6. A determination apparatus of an image target area, comprising:

the position determining unit is used for determining each concerned position of the user on the target picture according to the movement information of the eyeballs of the user in the process of observing the target picture;

an extracting unit, configured to extract each region of interest on the target picture by using a machine learning model;

the area determining unit is used for determining a target area on the target picture according to each attention position and each attention area;

the region determining unit determines a position attention degree of the user to each attention position according to the motion information, determines a region attention degree of the attention region according to the position attention degree of each attention position contained in the attention region, and determines a corresponding attention region as the target region when the region attention degree is smaller than a threshold value;

the region determining unit determines, according to the motion information, a fixation time of the user to each of the positions of interest for determining the position attention.

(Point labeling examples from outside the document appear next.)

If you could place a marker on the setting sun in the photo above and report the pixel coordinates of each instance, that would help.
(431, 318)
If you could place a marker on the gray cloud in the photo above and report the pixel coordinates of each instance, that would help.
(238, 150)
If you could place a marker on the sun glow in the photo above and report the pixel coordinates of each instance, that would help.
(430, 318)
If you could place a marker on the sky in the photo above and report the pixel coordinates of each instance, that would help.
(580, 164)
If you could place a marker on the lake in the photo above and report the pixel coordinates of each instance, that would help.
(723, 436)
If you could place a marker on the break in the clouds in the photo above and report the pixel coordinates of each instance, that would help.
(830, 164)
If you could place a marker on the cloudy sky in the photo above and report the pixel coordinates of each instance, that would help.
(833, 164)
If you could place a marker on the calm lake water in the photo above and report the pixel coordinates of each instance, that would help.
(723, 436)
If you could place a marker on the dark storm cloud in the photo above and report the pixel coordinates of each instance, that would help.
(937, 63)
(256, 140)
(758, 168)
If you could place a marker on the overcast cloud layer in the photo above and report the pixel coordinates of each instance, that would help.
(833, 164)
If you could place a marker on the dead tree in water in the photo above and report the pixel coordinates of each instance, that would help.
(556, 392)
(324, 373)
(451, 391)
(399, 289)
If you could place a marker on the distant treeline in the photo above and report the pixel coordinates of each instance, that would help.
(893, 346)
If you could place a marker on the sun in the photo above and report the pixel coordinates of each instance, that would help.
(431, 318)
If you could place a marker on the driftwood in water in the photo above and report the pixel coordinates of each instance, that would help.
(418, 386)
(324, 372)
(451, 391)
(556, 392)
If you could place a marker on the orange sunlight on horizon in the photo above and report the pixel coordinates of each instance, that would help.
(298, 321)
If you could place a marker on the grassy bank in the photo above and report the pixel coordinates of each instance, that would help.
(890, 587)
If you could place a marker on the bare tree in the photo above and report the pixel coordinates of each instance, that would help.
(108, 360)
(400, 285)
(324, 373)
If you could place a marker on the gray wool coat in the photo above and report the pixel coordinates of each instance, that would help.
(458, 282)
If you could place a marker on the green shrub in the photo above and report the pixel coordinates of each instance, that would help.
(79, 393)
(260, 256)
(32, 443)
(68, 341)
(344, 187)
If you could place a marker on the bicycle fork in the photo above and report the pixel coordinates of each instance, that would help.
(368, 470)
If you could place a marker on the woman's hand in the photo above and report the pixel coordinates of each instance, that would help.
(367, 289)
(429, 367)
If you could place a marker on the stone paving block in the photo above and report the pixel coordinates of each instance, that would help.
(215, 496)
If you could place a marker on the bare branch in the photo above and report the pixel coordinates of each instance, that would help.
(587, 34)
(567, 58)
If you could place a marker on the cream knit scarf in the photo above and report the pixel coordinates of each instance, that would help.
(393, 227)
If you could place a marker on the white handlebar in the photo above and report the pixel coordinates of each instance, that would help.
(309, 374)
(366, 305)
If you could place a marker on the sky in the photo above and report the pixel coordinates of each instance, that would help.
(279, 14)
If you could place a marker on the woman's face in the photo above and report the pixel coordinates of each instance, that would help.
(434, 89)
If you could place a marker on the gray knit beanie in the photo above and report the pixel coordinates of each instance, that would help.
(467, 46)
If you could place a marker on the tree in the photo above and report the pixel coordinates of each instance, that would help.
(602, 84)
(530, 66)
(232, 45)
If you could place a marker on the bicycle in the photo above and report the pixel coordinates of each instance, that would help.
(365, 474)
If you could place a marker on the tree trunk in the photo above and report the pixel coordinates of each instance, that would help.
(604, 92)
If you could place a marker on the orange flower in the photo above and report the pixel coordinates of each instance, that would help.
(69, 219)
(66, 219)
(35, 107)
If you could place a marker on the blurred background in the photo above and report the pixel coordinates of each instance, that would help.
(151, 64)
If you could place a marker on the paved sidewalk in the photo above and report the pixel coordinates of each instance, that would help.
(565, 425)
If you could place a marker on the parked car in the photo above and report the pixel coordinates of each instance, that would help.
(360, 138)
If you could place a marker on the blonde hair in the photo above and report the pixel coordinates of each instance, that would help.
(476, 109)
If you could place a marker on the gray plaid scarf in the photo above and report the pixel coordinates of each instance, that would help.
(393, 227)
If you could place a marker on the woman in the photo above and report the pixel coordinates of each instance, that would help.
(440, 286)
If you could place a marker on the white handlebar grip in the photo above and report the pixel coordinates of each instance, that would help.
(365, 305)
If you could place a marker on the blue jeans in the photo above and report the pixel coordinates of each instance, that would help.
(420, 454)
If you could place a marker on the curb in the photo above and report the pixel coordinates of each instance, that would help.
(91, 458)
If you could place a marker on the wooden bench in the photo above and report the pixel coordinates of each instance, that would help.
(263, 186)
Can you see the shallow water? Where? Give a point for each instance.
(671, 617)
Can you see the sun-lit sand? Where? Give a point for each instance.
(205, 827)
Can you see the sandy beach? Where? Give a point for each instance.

7. The determining apparatus according to claim 6, wherein,

the position determining unit determines each gaze point of the user on the target picture according to the motion information, and determines each focus position according to a track formed by each gaze point.

8. The determining apparatus according to claim 6, wherein,

9. The determining apparatus according to any one of claims 6 to 8, wherein,

10. The determining apparatus according to any one of claims 6 to 8, wherein,

the machine learning model is trained by:

11. A determination apparatus of an image target area, comprising:

a memory; and

a processor coupled to the memory, the processor configured to perform the method of determining an image target area of any of claims 1-5 based on instructions stored in the memory.

12. A system for determining a target area of an image, comprising:

the determination device of an image target area according to any one of claims 6 to 11; and

and the eye movement instrument is used for acquiring the movement information of the eyeballs of the user in the process of observing the target picture.

13. A computer readable storage medium having stored thereon a computer program which when executed by a processor implements the method of determining an image target area according to any of claims 1-5.